Umeki Kazumi, Kotani Tomio, Kawano Jun-ichi, Suganuma Tatsuo, Yamamoto Ikuo, Aratake Yatsuki, Furujo Mahoko, Ichiba Yozo
Laboratory for Clinical Investigation, Miyazaki Medical College, Kihara 5200, Kiyotake, Miyazaki 889-1692, Japan.
Eur J Endocrinol. 2002 Apr;146(4):491-8. doi: 10.1530/eje.0.1460491.
Thyroid peroxidase (TPO) deficiency is one of the causes of thyroid dyshormonogenesis, because TPO plays a key role in thyroid hormone biosynthesis. To determine the frequency and pattern of TPO abnormalities, we have been screening TPO genes of patients with congenital goitrous hypothyroidism.

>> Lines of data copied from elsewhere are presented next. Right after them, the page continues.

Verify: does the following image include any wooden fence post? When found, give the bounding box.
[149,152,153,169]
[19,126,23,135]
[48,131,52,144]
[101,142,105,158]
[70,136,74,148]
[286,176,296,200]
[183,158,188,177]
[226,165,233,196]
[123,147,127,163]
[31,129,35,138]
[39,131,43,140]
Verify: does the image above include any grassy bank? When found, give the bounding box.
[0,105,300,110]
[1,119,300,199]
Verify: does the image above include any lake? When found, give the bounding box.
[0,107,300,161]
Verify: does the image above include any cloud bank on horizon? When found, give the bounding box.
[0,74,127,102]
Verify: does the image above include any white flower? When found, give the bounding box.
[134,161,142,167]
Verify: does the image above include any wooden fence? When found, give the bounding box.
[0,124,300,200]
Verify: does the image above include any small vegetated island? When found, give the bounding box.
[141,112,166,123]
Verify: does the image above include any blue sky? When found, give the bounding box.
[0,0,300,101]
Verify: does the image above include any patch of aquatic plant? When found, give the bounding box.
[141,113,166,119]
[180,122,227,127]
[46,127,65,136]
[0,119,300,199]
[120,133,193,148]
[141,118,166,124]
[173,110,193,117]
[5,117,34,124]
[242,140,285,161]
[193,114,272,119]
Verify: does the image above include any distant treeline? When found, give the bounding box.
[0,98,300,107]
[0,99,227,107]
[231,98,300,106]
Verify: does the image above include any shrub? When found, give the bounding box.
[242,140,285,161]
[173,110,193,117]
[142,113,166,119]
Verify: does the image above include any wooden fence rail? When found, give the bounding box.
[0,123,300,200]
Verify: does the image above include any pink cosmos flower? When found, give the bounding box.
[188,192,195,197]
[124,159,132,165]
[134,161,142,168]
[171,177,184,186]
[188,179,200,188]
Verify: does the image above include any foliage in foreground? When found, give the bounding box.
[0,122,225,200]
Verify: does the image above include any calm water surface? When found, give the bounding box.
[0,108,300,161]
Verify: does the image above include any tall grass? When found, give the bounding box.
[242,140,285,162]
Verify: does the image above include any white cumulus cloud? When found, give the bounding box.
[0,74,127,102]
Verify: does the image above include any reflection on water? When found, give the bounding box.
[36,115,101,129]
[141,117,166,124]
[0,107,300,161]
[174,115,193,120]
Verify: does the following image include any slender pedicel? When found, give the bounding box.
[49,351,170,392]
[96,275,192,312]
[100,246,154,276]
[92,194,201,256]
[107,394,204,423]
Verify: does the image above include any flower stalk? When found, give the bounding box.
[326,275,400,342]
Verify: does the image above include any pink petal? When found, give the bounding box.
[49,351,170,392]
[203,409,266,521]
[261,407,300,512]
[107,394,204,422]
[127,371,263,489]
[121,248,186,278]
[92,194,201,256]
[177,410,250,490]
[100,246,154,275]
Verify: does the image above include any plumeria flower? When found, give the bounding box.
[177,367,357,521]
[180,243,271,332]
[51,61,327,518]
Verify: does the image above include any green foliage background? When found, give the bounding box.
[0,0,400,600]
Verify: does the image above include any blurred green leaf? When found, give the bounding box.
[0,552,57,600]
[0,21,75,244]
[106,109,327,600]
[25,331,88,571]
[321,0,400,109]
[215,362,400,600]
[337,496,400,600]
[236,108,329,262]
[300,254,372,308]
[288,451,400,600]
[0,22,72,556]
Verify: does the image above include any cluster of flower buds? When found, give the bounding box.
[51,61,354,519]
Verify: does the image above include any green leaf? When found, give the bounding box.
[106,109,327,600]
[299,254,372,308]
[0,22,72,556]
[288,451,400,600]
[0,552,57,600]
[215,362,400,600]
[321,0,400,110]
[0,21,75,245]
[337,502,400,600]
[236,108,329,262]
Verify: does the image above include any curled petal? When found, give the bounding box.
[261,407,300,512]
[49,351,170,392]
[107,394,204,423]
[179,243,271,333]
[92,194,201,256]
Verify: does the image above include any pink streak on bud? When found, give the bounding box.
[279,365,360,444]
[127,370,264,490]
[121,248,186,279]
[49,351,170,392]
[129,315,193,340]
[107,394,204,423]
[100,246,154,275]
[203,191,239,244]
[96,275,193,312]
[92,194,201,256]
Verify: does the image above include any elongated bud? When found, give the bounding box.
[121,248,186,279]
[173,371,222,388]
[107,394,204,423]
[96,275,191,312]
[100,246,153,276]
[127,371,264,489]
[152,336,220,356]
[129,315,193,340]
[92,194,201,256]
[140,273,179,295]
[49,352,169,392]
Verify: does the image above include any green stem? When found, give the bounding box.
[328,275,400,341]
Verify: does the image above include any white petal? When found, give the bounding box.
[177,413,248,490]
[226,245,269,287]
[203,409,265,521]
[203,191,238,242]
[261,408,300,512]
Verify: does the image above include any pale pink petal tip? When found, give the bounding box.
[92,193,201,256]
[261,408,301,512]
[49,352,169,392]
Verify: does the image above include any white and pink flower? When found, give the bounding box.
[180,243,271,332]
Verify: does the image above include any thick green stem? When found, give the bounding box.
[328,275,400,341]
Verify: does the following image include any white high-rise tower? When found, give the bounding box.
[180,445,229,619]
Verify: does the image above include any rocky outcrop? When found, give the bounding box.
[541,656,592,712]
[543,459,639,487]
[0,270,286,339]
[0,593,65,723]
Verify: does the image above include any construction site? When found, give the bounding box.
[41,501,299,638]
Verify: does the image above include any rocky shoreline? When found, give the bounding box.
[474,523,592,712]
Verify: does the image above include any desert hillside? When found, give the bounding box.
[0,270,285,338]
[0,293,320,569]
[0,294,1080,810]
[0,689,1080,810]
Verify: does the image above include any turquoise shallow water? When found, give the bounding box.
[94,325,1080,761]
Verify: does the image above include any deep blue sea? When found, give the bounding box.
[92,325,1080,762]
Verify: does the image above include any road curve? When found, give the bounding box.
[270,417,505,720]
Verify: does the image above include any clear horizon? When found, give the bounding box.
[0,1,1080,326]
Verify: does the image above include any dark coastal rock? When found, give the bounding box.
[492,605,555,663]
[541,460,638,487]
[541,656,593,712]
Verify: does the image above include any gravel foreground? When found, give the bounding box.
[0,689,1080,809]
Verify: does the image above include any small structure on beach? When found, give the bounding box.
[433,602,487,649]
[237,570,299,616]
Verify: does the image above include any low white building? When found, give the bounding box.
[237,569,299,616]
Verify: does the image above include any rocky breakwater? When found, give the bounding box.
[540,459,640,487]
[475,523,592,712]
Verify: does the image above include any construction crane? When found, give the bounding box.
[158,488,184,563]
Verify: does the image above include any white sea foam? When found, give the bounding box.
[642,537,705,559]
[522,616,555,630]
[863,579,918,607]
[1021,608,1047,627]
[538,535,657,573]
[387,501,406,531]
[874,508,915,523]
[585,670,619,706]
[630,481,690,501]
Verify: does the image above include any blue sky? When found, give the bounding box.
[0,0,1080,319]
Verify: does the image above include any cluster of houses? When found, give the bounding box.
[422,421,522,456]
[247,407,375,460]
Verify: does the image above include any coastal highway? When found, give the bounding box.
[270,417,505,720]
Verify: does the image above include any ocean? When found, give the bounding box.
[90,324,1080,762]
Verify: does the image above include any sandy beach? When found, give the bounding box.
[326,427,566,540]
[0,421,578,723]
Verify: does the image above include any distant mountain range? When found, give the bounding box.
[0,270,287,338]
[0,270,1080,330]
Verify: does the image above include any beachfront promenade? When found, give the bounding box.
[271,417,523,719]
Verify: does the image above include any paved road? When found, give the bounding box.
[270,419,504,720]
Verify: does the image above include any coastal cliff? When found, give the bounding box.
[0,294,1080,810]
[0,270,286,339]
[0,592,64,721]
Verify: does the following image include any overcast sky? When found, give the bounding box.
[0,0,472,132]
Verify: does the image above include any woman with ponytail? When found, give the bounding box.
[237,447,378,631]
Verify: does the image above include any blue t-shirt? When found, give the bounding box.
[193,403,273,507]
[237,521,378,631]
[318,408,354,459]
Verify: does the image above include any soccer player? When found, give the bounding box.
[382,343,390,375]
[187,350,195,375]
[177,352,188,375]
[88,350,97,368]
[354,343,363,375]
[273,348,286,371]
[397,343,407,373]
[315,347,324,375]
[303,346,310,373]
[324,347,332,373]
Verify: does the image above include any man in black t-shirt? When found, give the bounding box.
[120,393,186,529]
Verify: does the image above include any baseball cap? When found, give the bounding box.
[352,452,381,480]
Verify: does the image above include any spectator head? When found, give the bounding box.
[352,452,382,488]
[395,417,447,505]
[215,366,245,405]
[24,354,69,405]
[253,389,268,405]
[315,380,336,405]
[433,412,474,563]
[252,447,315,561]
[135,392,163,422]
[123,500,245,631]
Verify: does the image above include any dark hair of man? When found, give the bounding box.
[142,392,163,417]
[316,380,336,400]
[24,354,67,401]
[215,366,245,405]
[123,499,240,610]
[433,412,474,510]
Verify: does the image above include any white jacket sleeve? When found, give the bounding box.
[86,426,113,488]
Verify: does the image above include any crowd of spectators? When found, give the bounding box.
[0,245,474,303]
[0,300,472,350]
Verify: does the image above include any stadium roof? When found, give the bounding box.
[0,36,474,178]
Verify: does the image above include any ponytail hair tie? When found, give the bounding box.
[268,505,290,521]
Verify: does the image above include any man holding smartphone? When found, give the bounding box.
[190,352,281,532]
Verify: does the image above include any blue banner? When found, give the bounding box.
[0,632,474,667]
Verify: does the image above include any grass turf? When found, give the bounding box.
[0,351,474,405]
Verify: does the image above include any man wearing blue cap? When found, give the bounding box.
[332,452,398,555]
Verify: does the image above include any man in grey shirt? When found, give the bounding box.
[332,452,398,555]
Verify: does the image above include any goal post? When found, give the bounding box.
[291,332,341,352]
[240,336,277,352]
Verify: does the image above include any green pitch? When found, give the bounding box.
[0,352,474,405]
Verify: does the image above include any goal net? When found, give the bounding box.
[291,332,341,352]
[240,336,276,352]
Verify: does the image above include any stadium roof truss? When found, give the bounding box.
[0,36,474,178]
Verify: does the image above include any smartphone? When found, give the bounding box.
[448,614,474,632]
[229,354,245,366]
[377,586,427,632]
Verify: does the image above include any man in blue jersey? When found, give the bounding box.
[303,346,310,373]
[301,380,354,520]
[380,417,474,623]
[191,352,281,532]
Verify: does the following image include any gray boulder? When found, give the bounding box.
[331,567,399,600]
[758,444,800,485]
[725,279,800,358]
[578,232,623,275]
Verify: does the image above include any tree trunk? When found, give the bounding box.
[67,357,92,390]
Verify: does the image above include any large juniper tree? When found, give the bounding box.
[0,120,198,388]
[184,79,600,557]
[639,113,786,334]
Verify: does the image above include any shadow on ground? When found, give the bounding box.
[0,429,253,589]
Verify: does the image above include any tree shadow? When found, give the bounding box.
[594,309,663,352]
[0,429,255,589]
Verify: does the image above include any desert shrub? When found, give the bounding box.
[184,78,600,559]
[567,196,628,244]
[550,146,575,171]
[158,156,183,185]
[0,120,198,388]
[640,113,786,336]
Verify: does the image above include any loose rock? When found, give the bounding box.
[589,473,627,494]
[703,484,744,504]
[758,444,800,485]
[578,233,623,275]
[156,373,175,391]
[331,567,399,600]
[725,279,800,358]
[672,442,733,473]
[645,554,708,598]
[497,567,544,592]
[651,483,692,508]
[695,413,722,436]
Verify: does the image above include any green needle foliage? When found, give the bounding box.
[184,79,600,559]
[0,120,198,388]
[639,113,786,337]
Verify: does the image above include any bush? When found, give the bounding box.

TPO genes of a patient with congenital goitrous hypothyroidism and her parents were directly sequenced, and two novel missense mutations (R665W and G771R) were found. The former was derived from her father and the latter from her mother. R665 and G771 were well conserved in the peroxidase superfamily. When mRNAs containing each of the mutations were transfected into CHO-K1 cells, each cell showed faint TPO enzyme activity. However, immunofluorescence and immunoelectron microscopic analyses revealed that neither of the mutated TPOs reached the plasma membrane.
Two novel missense mutations in the TPO gene were found. TPO proteins encoded by these mutated alleles showed abnormal cellular localization; namely, localization on the plasma membrane was disturbed. The loss of plasma membrane localization in mutated TPOs brought about the iodide organification defect, which was diagnosed as congenital hypothyroidism.
甲状腺过氧化物酶(TPO)缺乏是甲状腺激素合成障碍的原因之一,因为TPO在甲状腺激素生物合成中起关键作用。为了确定TPO异常的频率和模式,我们一直在对先天性甲状腺肿性甲状腺功能减退症患者的TPO基因进行筛查。
对一名先天性甲状腺肿性甲状腺功能减退症患者及其父母的TPO基因进行直接测序,发现了两个新的错义突变(R665W和G771R)。前者来自她的父亲,后者来自她的母亲。R665和G771在过氧化物酶超家族中高度保守。当将含有每个突变的mRNA转染到CHO-K1细胞中时,每个细胞都显示出微弱的TPO酶活性。然而,免疫荧光和免疫电子显微镜分析显示,两种突变的TPO均未到达质膜。
发现了TPO基因中的两个新的错义突变。由这些突变等位基因编码的TPO蛋白显示出异常的细胞定位;即,质膜上的定位受到干扰。突变的TPO质膜定位的丧失导致碘有机化缺陷,被诊断为先天性甲状腺功能减退症。